There are all sorts of different types of wealth in America, but generally they are divided into three categories — upper, middle, and lower class, each of which being widely different from the others.
On one end of the spectrum, the upper class holds the luxury of easily affording housing, food, education and the ability to spend at will. At the other end, in the lower class, workers hustle multiple jobs to cover rent, groceries and healthcare, with little left over. Some are unable to afford shelter, education, even food.
In the center, the middle class split the difference, maintaining stable jobs, holding apartments or homes, but still facing the pressure of finances. These aren’t just casual facts about the world, they show a large truth of income in the United States.
Income inequality is the term that describes how uneven the wealth distribution in the population is. When a small portion of the population earns more than the rest, it affects who can afford housing, education and shelter.
Emmanuel Saez, a professor of UC Berkeley, explains his long-term study of U.S. incomes through his article, “Striking It Richer”.
“Income inequality remains extremely high,” Saez said. “For example, the top 10% income share is 50.5%.”
This means that half of all money earned in the United States flows into just the 10% of the population.
Obviously this is a very complex topic, income inequality is a hard thing to perfectly measure. We have to take in the income of every percentage of people in the nation, and figure out how equal the income is distributed among them. Surprisingly, the solution to this problem was created over 100 years ago, and is still used today. The solution? A pair called the Lorenz curve and the Gini Coefficient.
Simply put, the Lorez curve is a graph that measures the income of the nation, while the Gini coefficient is the equation that tells us a real number.
The Lorenz curve works by graphing the percentage of the population, from poorest to richest on the X-axis, against the cumulative income on the Y-axis.
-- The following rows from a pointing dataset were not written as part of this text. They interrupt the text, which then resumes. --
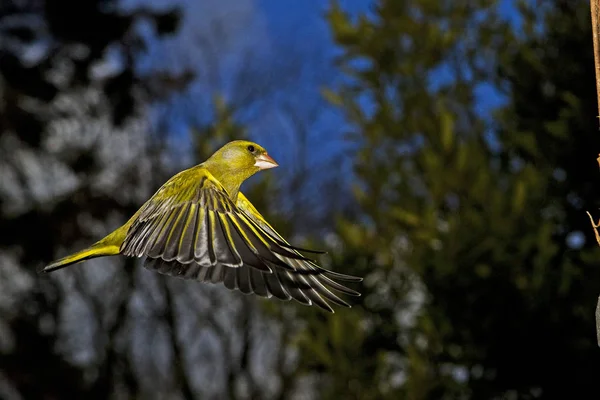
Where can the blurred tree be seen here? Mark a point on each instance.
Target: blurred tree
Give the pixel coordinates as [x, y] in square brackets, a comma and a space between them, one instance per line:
[473, 234]
[72, 119]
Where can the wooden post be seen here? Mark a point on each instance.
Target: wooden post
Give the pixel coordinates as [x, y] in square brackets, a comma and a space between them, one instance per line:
[595, 14]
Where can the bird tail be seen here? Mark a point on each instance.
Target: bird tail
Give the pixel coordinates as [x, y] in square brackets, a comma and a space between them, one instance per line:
[97, 250]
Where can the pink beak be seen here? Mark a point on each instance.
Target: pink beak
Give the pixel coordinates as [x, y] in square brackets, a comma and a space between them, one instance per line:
[264, 161]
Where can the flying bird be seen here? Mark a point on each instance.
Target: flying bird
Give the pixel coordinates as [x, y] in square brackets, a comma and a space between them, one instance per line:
[199, 225]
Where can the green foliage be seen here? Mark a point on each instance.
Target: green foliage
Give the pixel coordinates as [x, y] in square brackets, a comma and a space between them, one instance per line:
[472, 284]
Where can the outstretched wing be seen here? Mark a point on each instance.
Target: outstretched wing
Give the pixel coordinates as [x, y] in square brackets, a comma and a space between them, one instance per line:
[307, 283]
[191, 229]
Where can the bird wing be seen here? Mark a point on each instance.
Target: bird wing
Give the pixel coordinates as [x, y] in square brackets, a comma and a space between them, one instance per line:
[307, 283]
[191, 229]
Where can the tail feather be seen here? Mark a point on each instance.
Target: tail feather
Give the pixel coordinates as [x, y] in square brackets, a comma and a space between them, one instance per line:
[86, 254]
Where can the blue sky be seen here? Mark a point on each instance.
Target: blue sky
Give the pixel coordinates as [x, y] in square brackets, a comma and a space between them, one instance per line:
[276, 29]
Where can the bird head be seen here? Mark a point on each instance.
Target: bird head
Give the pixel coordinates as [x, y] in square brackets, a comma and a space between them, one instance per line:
[238, 160]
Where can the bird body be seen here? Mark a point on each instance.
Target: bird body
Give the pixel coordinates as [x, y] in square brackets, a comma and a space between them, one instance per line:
[198, 225]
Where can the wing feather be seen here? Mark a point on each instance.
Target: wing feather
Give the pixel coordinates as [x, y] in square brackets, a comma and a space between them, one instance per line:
[191, 229]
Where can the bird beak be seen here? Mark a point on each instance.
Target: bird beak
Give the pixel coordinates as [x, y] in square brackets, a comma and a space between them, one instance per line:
[264, 161]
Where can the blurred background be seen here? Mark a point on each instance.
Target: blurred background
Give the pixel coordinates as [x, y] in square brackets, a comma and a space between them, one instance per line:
[443, 149]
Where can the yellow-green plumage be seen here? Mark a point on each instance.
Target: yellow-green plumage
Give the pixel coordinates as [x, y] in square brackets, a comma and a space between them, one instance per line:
[199, 225]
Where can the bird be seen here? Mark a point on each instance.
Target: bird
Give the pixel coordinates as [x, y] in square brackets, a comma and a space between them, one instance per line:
[200, 226]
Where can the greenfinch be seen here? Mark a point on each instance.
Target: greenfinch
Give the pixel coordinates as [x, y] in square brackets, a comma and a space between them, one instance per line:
[199, 225]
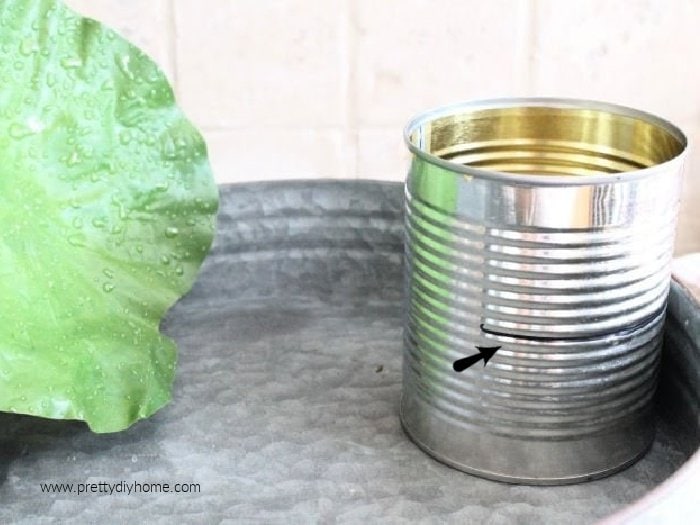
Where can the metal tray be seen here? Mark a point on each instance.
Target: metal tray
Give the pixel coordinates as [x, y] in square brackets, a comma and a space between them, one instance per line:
[287, 394]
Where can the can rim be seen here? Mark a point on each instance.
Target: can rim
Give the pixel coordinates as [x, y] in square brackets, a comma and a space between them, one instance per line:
[545, 102]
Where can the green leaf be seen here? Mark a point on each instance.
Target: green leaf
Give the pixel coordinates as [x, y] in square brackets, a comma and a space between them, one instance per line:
[107, 209]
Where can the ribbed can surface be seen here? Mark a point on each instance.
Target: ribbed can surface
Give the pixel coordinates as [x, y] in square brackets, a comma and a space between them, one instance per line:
[545, 228]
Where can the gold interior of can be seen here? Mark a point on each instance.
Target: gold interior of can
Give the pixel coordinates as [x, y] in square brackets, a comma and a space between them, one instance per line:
[548, 140]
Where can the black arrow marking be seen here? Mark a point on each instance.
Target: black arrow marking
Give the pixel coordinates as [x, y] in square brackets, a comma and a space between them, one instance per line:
[485, 353]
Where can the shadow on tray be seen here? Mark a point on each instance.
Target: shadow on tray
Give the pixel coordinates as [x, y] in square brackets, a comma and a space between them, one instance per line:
[26, 436]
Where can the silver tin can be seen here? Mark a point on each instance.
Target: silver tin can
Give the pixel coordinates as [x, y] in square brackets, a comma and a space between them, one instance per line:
[539, 234]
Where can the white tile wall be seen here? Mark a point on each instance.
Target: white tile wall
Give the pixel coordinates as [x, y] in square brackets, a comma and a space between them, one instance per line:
[323, 88]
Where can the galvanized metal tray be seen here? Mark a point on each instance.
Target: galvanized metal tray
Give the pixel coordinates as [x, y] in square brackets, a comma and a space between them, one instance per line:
[287, 394]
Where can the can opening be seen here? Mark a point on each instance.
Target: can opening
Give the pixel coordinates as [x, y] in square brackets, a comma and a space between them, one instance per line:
[548, 140]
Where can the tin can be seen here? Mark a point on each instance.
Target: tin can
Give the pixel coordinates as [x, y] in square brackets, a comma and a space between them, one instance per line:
[539, 236]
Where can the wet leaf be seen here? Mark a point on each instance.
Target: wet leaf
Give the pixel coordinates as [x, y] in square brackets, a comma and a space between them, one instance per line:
[102, 180]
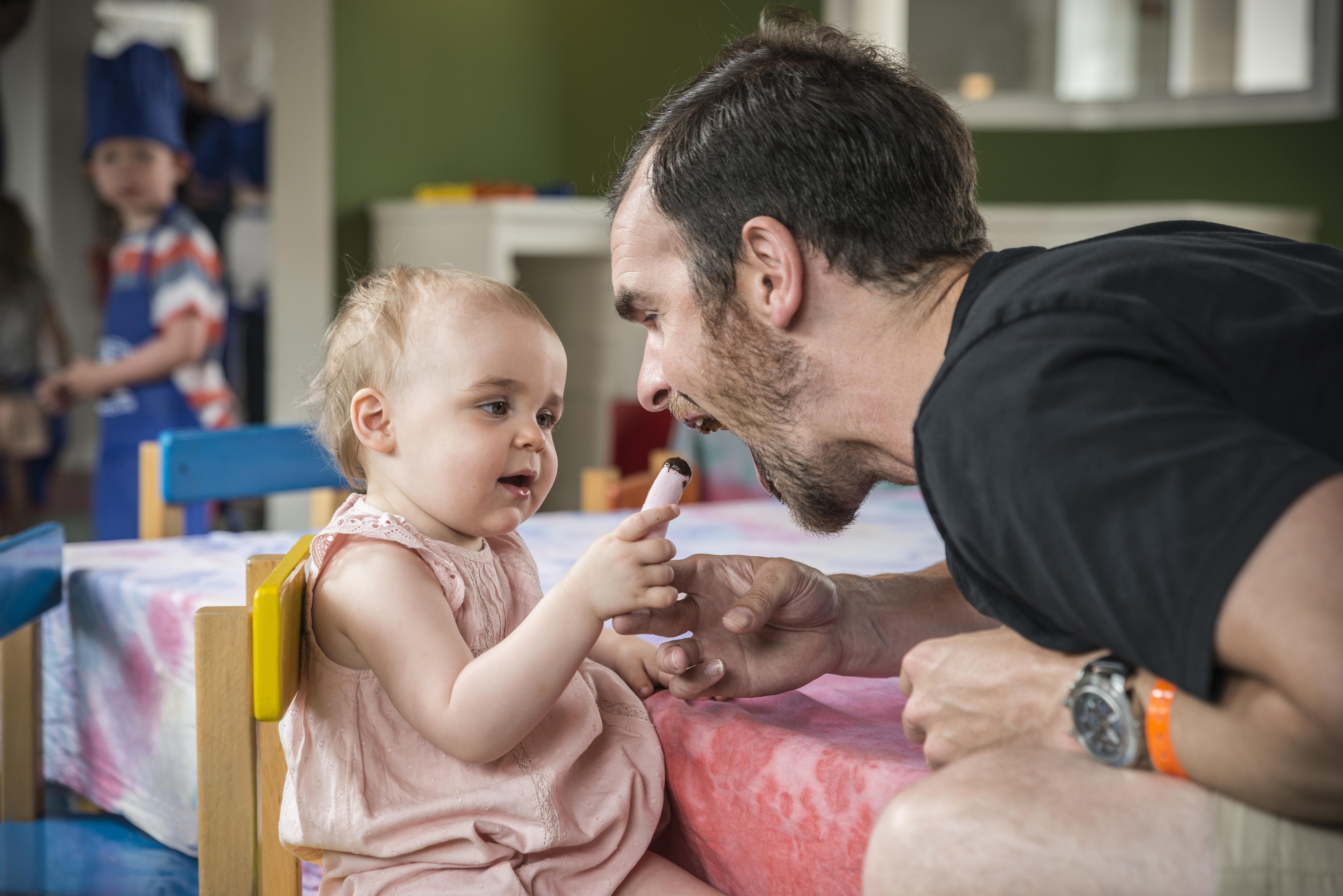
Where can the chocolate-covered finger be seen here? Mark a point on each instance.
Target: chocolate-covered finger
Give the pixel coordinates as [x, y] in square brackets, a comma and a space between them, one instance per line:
[667, 490]
[651, 520]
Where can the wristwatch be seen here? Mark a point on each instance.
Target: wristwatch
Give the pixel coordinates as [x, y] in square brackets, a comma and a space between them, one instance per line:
[1103, 714]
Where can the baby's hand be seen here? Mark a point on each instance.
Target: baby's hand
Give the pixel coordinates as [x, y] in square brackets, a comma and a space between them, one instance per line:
[622, 573]
[637, 663]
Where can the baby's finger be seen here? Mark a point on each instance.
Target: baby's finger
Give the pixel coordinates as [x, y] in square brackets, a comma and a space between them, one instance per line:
[675, 657]
[698, 680]
[657, 574]
[638, 680]
[636, 526]
[655, 551]
[660, 597]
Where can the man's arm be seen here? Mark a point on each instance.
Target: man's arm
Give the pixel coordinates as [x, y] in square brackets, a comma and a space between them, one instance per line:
[1274, 739]
[762, 627]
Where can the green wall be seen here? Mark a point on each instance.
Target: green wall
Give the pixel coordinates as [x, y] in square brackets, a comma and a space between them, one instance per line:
[542, 91]
[532, 91]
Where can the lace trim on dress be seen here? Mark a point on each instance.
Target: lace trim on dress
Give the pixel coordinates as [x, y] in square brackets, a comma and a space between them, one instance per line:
[628, 710]
[542, 793]
[390, 527]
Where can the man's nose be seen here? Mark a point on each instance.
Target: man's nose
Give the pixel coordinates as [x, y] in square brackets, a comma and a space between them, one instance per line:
[655, 391]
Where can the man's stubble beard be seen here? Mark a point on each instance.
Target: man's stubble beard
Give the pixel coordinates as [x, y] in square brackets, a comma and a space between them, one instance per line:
[759, 393]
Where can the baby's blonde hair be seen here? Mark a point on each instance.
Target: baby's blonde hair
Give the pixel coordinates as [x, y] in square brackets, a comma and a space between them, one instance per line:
[370, 336]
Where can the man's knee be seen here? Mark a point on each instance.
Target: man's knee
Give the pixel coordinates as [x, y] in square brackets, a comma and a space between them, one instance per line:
[915, 835]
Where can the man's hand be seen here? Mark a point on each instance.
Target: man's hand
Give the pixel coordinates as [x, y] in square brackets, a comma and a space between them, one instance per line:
[766, 627]
[985, 690]
[759, 627]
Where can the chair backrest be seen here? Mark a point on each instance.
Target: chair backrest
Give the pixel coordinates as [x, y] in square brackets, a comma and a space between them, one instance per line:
[246, 676]
[218, 465]
[30, 576]
[30, 585]
[186, 467]
[277, 633]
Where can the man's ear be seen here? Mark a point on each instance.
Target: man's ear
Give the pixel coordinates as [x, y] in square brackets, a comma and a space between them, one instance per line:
[373, 420]
[771, 272]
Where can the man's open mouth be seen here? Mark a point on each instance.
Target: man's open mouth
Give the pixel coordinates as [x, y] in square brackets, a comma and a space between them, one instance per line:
[704, 425]
[520, 484]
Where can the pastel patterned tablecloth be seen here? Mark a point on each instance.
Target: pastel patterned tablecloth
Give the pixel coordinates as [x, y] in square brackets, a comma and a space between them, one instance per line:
[120, 703]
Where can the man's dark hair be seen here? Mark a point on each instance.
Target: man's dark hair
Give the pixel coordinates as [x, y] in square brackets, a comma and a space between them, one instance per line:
[829, 135]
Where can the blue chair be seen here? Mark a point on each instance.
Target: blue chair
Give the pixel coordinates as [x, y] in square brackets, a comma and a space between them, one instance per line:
[186, 467]
[30, 585]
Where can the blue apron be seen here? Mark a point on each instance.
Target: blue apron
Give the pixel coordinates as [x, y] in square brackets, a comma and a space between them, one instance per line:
[134, 414]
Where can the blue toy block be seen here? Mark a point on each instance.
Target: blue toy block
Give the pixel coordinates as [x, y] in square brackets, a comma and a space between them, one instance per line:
[218, 465]
[30, 576]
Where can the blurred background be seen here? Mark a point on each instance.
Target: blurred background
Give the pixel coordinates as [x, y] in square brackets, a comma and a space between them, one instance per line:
[336, 136]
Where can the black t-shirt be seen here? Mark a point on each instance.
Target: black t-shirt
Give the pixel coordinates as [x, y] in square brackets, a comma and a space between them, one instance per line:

“A 45 degree line would mean that every singular percentage of income is shared by one percentage of households, so that’s like perfect equality,” Ryan Silvester, the econ teacher at community explained. “But the more drooped the line, the larger amount of wealth is held by a smaller and smaller percentage of the population.”
Once the Lorenz curve is complete with all data, economists can calculate the Gini Coefficient.
The gini coefficient ranges from zero to one, where zero means perfect equality, and one is perfect inequality. For example, the United States had a Gini coefficient of 0.49 in 2024, showing significant inequality especially compared to countries with lower Gini coefficient, like Sweden and Norway.
So what does this mean? Aside from the complex equations and graphs, the simple truth is that the United States has a lot of economic inequality.
But what can we do about it?
The point isn’t about claiming how wealth itself is unfair, it’s to get an understanding of the system that makes it easier for some people to gain wealth. Dozens of factors play into inequality, like taxes, investments, politics, wages, but that doesn’t mean that we shouldn’t take the time to learn how our system works.
Income inequality is more than just having a poorly paying job or being born into a wealthy family, it’s about how our economy sets some people up for failure, and lifts others up.
Simply being aware is the first step. Advocating for transparency, updated tax policies, saving programs, financial education, and affordable housing can help the start of rebuilding this system. The more we pay attention to how income, taxes, and distribution of wealth works in our country, the better chance we have to get a say in changing our economy and create something for the future.